I went to a spot yesterday after work where I have called a few times over the last year and have heard them (but have not seen a coyote at in well over a year) to put out my meatsicle I learned to make from this forum. It was a mix of leftover pheasant, duck, deer salami, pork, and a few chicken bones with bacon grease drizzled over it several duck carcasses thrown around the area. However, my hands were full so I did not take my rifle, and I did not expect to see anything due to my history with this piece of land. After spending about 15-20 min setting everthing up I was walking out and turned around to look and seen 2 big coyotes walking out of the slough and not trotting, but quickly walking away as they were downwind. If only I had my rifle with I could have finally put my first dog down...

Lady luck got me again.. but I have two questions, is it likely the coyotes will return to my bait site even after winding and seeing me set it up? and it was in a combined soybean field about 100 yards from a slough and 65-75 yards from my planned sitting area on a fence corner, but there was nothing to mount a trail cam to so I stuck a stick in the snow about 15 feet from my pile and put my cam there, is this too close or do you think it will keep the dogs from hitting my bait with the stick and camera so close?


----------



## Jonbnks (Jan 21, 2012)

Your camera will be fine. You should check the pictures in the next couple days to make sure the camera's not too close. I've had deer, raccoons, cows, coyotes, birds look directly into the camera. Seems they are all curious as to what is there.

Pretty safe bet you'll have those coyotes come back and look at your bait.


----------



## akebono (Oct 25, 2012)

thanks for the help, i plan on checking it tomorrow and either hunting it saturday or monday if theres any action. I agree with you that i think the camera makes them curious (deer anyway) i have a picture sequence from a trail cam of a doe walking into frame, looking at the camera, then the third one shes got her nose right up to the camera and staring into the lense


----------



## youngdon (Mar 10, 2010)

I agree they'll be back...the question is when...


----------



## Jonbnks (Jan 21, 2012)

Suggest you get a sling for your rifle so even if your hands are full, you can still have it with you.


----------



## akebono (Oct 25, 2012)

Jonbnks said:


> Suggest you get a sling for your rifle so even if your hands are full, you can still have it with you.

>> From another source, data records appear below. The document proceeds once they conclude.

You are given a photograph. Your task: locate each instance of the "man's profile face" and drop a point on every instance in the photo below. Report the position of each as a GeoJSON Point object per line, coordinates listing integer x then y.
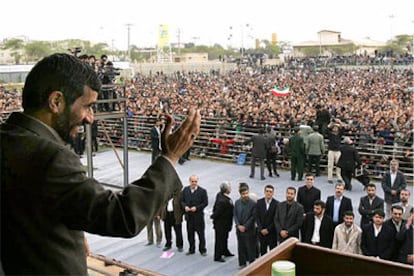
{"type": "Point", "coordinates": [67, 122]}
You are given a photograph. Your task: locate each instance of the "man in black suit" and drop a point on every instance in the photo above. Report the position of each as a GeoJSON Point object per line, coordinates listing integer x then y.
{"type": "Point", "coordinates": [392, 183]}
{"type": "Point", "coordinates": [194, 201]}
{"type": "Point", "coordinates": [348, 161]}
{"type": "Point", "coordinates": [308, 193]}
{"type": "Point", "coordinates": [318, 229]}
{"type": "Point", "coordinates": [222, 217]}
{"type": "Point", "coordinates": [369, 203]}
{"type": "Point", "coordinates": [377, 239]}
{"type": "Point", "coordinates": [265, 213]}
{"type": "Point", "coordinates": [259, 150]}
{"type": "Point", "coordinates": [396, 223]}
{"type": "Point", "coordinates": [338, 204]}
{"type": "Point", "coordinates": [288, 216]}
{"type": "Point", "coordinates": [405, 238]}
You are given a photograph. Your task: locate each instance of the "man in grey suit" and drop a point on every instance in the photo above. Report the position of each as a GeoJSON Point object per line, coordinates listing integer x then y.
{"type": "Point", "coordinates": [47, 201]}
{"type": "Point", "coordinates": [288, 216]}
{"type": "Point", "coordinates": [392, 183]}
{"type": "Point", "coordinates": [368, 204]}
{"type": "Point", "coordinates": [259, 150]}
{"type": "Point", "coordinates": [314, 149]}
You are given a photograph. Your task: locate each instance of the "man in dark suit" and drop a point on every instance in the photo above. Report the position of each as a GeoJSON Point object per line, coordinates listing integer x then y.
{"type": "Point", "coordinates": [222, 217]}
{"type": "Point", "coordinates": [396, 223]}
{"type": "Point", "coordinates": [156, 139]}
{"type": "Point", "coordinates": [259, 150]}
{"type": "Point", "coordinates": [338, 204]}
{"type": "Point", "coordinates": [405, 239]}
{"type": "Point", "coordinates": [265, 213]}
{"type": "Point", "coordinates": [369, 203]}
{"type": "Point", "coordinates": [377, 239]}
{"type": "Point", "coordinates": [172, 215]}
{"type": "Point", "coordinates": [308, 193]}
{"type": "Point", "coordinates": [297, 155]}
{"type": "Point", "coordinates": [194, 201]}
{"type": "Point", "coordinates": [392, 183]}
{"type": "Point", "coordinates": [288, 216]}
{"type": "Point", "coordinates": [348, 161]}
{"type": "Point", "coordinates": [318, 229]}
{"type": "Point", "coordinates": [47, 201]}
{"type": "Point", "coordinates": [244, 218]}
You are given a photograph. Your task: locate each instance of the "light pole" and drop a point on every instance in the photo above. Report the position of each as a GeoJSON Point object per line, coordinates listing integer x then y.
{"type": "Point", "coordinates": [129, 48]}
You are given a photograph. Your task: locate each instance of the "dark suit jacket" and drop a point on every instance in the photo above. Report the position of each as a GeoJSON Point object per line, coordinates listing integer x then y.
{"type": "Point", "coordinates": [346, 205]}
{"type": "Point", "coordinates": [291, 221]}
{"type": "Point", "coordinates": [326, 230]}
{"type": "Point", "coordinates": [198, 199]}
{"type": "Point", "coordinates": [307, 197]}
{"type": "Point", "coordinates": [47, 202]}
{"type": "Point", "coordinates": [349, 158]}
{"type": "Point", "coordinates": [259, 148]}
{"type": "Point", "coordinates": [399, 184]}
{"type": "Point", "coordinates": [265, 218]}
{"type": "Point", "coordinates": [366, 210]}
{"type": "Point", "coordinates": [222, 213]}
{"type": "Point", "coordinates": [381, 246]}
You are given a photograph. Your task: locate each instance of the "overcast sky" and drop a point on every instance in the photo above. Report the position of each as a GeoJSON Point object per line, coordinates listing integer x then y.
{"type": "Point", "coordinates": [204, 22]}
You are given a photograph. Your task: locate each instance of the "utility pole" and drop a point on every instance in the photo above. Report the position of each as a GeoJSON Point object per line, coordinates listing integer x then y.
{"type": "Point", "coordinates": [129, 40]}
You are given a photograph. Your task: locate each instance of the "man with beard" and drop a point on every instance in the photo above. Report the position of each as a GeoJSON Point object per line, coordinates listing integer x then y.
{"type": "Point", "coordinates": [244, 212]}
{"type": "Point", "coordinates": [47, 201]}
{"type": "Point", "coordinates": [288, 217]}
{"type": "Point", "coordinates": [222, 220]}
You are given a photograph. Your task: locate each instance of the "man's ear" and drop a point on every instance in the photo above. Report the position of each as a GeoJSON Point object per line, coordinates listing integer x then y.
{"type": "Point", "coordinates": [56, 101]}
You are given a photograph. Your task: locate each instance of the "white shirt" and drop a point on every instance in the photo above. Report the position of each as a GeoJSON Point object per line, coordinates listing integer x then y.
{"type": "Point", "coordinates": [316, 237]}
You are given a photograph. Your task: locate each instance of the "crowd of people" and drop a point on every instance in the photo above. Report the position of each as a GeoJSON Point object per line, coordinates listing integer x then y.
{"type": "Point", "coordinates": [384, 231]}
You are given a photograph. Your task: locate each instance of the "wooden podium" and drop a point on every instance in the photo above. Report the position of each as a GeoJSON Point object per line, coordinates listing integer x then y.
{"type": "Point", "coordinates": [315, 260]}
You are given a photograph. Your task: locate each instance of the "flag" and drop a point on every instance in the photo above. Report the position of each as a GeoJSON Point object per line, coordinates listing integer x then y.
{"type": "Point", "coordinates": [281, 92]}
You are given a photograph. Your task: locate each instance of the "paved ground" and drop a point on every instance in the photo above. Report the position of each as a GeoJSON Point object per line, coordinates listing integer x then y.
{"type": "Point", "coordinates": [211, 173]}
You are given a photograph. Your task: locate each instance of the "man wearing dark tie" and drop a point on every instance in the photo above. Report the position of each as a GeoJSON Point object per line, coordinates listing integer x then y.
{"type": "Point", "coordinates": [288, 217]}
{"type": "Point", "coordinates": [265, 213]}
{"type": "Point", "coordinates": [194, 201]}
{"type": "Point", "coordinates": [369, 203]}
{"type": "Point", "coordinates": [338, 204]}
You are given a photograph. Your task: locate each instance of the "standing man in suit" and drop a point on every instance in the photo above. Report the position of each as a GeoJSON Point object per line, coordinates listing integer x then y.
{"type": "Point", "coordinates": [338, 204]}
{"type": "Point", "coordinates": [348, 161]}
{"type": "Point", "coordinates": [193, 202]}
{"type": "Point", "coordinates": [392, 183]}
{"type": "Point", "coordinates": [288, 217]}
{"type": "Point", "coordinates": [259, 150]}
{"type": "Point", "coordinates": [244, 218]}
{"type": "Point", "coordinates": [404, 203]}
{"type": "Point", "coordinates": [156, 139]}
{"type": "Point", "coordinates": [369, 203]}
{"type": "Point", "coordinates": [377, 239]}
{"type": "Point", "coordinates": [315, 148]}
{"type": "Point", "coordinates": [308, 193]}
{"type": "Point", "coordinates": [172, 215]}
{"type": "Point", "coordinates": [222, 221]}
{"type": "Point", "coordinates": [318, 229]}
{"type": "Point", "coordinates": [265, 213]}
{"type": "Point", "coordinates": [297, 155]}
{"type": "Point", "coordinates": [347, 235]}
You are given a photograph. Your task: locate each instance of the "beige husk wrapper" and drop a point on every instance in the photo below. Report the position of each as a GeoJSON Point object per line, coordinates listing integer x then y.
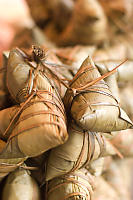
{"type": "Point", "coordinates": [123, 141]}
{"type": "Point", "coordinates": [94, 107]}
{"type": "Point", "coordinates": [74, 186]}
{"type": "Point", "coordinates": [6, 116]}
{"type": "Point", "coordinates": [124, 72]}
{"type": "Point", "coordinates": [41, 117]}
{"type": "Point", "coordinates": [4, 94]}
{"type": "Point", "coordinates": [20, 186]}
{"type": "Point", "coordinates": [127, 103]}
{"type": "Point", "coordinates": [12, 158]}
{"type": "Point", "coordinates": [80, 150]}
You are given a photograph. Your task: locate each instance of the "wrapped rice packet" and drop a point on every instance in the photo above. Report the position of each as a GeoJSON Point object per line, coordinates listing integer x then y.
{"type": "Point", "coordinates": [4, 94]}
{"type": "Point", "coordinates": [13, 158]}
{"type": "Point", "coordinates": [6, 116]}
{"type": "Point", "coordinates": [127, 103]}
{"type": "Point", "coordinates": [8, 165]}
{"type": "Point", "coordinates": [123, 141]}
{"type": "Point", "coordinates": [124, 73]}
{"type": "Point", "coordinates": [74, 186]}
{"type": "Point", "coordinates": [80, 150]}
{"type": "Point", "coordinates": [41, 116]}
{"type": "Point", "coordinates": [92, 104]}
{"type": "Point", "coordinates": [19, 186]}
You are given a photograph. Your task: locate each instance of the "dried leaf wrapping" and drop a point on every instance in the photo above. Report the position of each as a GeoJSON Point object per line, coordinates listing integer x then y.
{"type": "Point", "coordinates": [80, 150]}
{"type": "Point", "coordinates": [10, 158]}
{"type": "Point", "coordinates": [41, 115]}
{"type": "Point", "coordinates": [123, 142]}
{"type": "Point", "coordinates": [77, 185]}
{"type": "Point", "coordinates": [4, 94]}
{"type": "Point", "coordinates": [96, 167]}
{"type": "Point", "coordinates": [127, 103]}
{"type": "Point", "coordinates": [124, 73]}
{"type": "Point", "coordinates": [94, 107]}
{"type": "Point", "coordinates": [9, 165]}
{"type": "Point", "coordinates": [6, 116]}
{"type": "Point", "coordinates": [20, 185]}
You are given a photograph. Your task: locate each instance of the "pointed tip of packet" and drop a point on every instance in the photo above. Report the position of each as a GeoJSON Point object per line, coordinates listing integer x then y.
{"type": "Point", "coordinates": [91, 61]}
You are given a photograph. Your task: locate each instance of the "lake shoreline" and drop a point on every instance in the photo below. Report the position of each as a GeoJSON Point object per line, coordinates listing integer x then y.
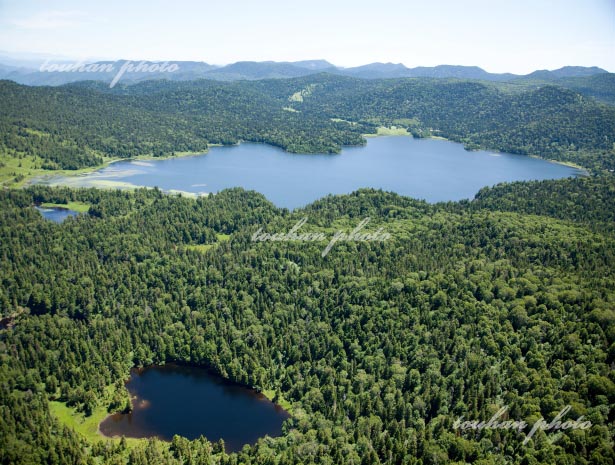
{"type": "Point", "coordinates": [40, 178]}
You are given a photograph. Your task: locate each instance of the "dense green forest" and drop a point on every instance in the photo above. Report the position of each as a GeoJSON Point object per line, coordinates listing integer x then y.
{"type": "Point", "coordinates": [504, 300]}
{"type": "Point", "coordinates": [83, 124]}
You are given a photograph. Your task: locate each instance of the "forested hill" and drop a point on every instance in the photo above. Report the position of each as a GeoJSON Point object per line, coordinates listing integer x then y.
{"type": "Point", "coordinates": [379, 346]}
{"type": "Point", "coordinates": [80, 125]}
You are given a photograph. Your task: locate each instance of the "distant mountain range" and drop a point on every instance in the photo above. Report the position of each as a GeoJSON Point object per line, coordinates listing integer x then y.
{"type": "Point", "coordinates": [592, 81]}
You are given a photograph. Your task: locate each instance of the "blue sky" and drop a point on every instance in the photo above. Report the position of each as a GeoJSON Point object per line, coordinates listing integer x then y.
{"type": "Point", "coordinates": [516, 36]}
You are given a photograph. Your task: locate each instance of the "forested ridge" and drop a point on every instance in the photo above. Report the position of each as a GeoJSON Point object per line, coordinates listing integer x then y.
{"type": "Point", "coordinates": [504, 300]}
{"type": "Point", "coordinates": [81, 125]}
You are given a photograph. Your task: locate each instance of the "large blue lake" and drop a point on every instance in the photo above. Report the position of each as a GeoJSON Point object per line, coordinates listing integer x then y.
{"type": "Point", "coordinates": [190, 401]}
{"type": "Point", "coordinates": [430, 169]}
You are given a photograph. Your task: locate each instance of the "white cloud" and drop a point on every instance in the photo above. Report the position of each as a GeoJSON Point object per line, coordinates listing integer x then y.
{"type": "Point", "coordinates": [51, 20]}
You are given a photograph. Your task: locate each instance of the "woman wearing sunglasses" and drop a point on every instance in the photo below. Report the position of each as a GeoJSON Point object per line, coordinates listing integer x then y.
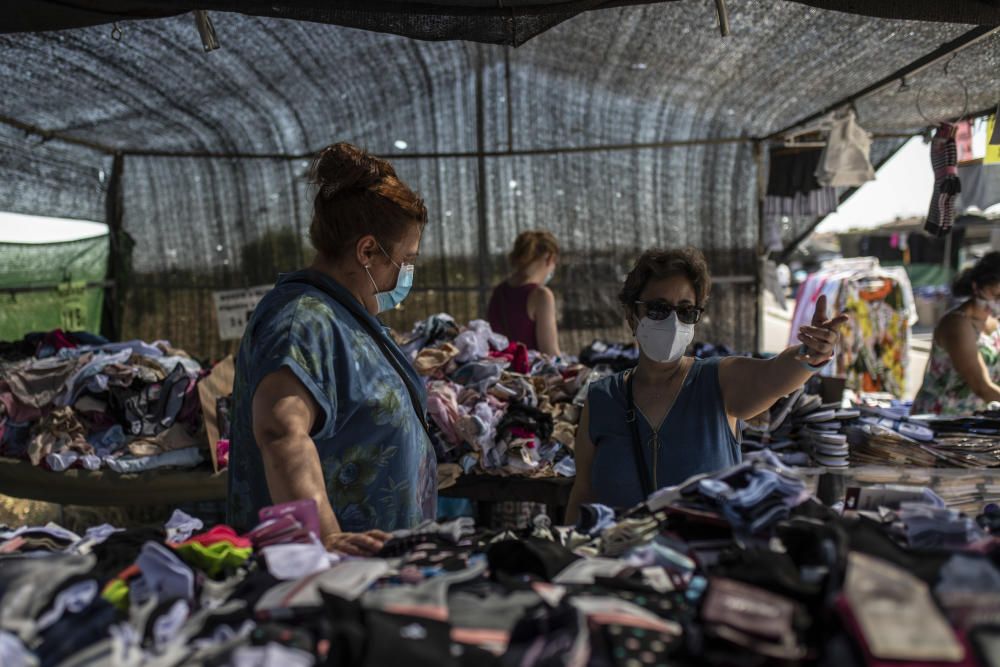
{"type": "Point", "coordinates": [672, 416]}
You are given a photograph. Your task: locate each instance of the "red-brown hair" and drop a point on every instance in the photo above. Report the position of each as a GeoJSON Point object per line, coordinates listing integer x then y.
{"type": "Point", "coordinates": [359, 194]}
{"type": "Point", "coordinates": [532, 245]}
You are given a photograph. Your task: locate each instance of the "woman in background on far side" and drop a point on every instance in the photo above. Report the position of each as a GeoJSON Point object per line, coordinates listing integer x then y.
{"type": "Point", "coordinates": [962, 371]}
{"type": "Point", "coordinates": [522, 307]}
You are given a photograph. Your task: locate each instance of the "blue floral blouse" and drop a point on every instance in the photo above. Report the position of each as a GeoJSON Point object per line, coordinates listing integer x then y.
{"type": "Point", "coordinates": [377, 460]}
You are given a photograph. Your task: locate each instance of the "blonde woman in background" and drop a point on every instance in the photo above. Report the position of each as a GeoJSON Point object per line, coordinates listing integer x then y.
{"type": "Point", "coordinates": [522, 307]}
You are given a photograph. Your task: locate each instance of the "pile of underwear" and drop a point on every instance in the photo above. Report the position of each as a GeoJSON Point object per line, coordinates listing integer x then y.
{"type": "Point", "coordinates": [742, 567]}
{"type": "Point", "coordinates": [496, 407]}
{"type": "Point", "coordinates": [803, 431]}
{"type": "Point", "coordinates": [76, 400]}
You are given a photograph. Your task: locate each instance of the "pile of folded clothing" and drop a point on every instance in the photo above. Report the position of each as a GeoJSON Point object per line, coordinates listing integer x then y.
{"type": "Point", "coordinates": [741, 567]}
{"type": "Point", "coordinates": [80, 401]}
{"type": "Point", "coordinates": [801, 430]}
{"type": "Point", "coordinates": [495, 406]}
{"type": "Point", "coordinates": [887, 436]}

yeah I've got one, but I had a backpack with all my stuff in it for setting it out so I didnt grab it. but I have definately learned my lesson, the rifle will be coming with me even if I have to make two trips to carry all my stuff out to the field from now on


----------



## Rick Howard (Feb 25, 2012)

Ahh that lady whom goes by the name "Luck" is a harsh mistress. She doles out the harshest of lessons but the sweetest rewards.

They will be back.... they know where there is a free meal. (or at least they think it is free)

When you do back to check the camera..... bring your rifle.


----------



## akebono (Oct 25, 2012)

Checked the bait yesterday afternoon with hopes of hunting it last night, still no activity on the bait or the camera... maybe monday. I have heard some people say bacon grease can scare them off rather than bring them in... any input?


----------



## bones44 (Jan 7, 2011)

Never heard that. They're pretty opportunistic. They roam alot around here and may have to give it more time. They may also visit in the night after seeing you out there. If I had a nickel for everytime I didn't have my gun while seeing a big buck or coyote,fox etc. I'd be rich as heck by now. LOL


----------



## akebono (Oct 25, 2012)

Well I'm just headed out now to try and hunt my bait for the first time and maybe do a little calling if theres no action. Wish me luck!


----------



## prairiewolf (Feb 19, 2012)

Good luck !


----------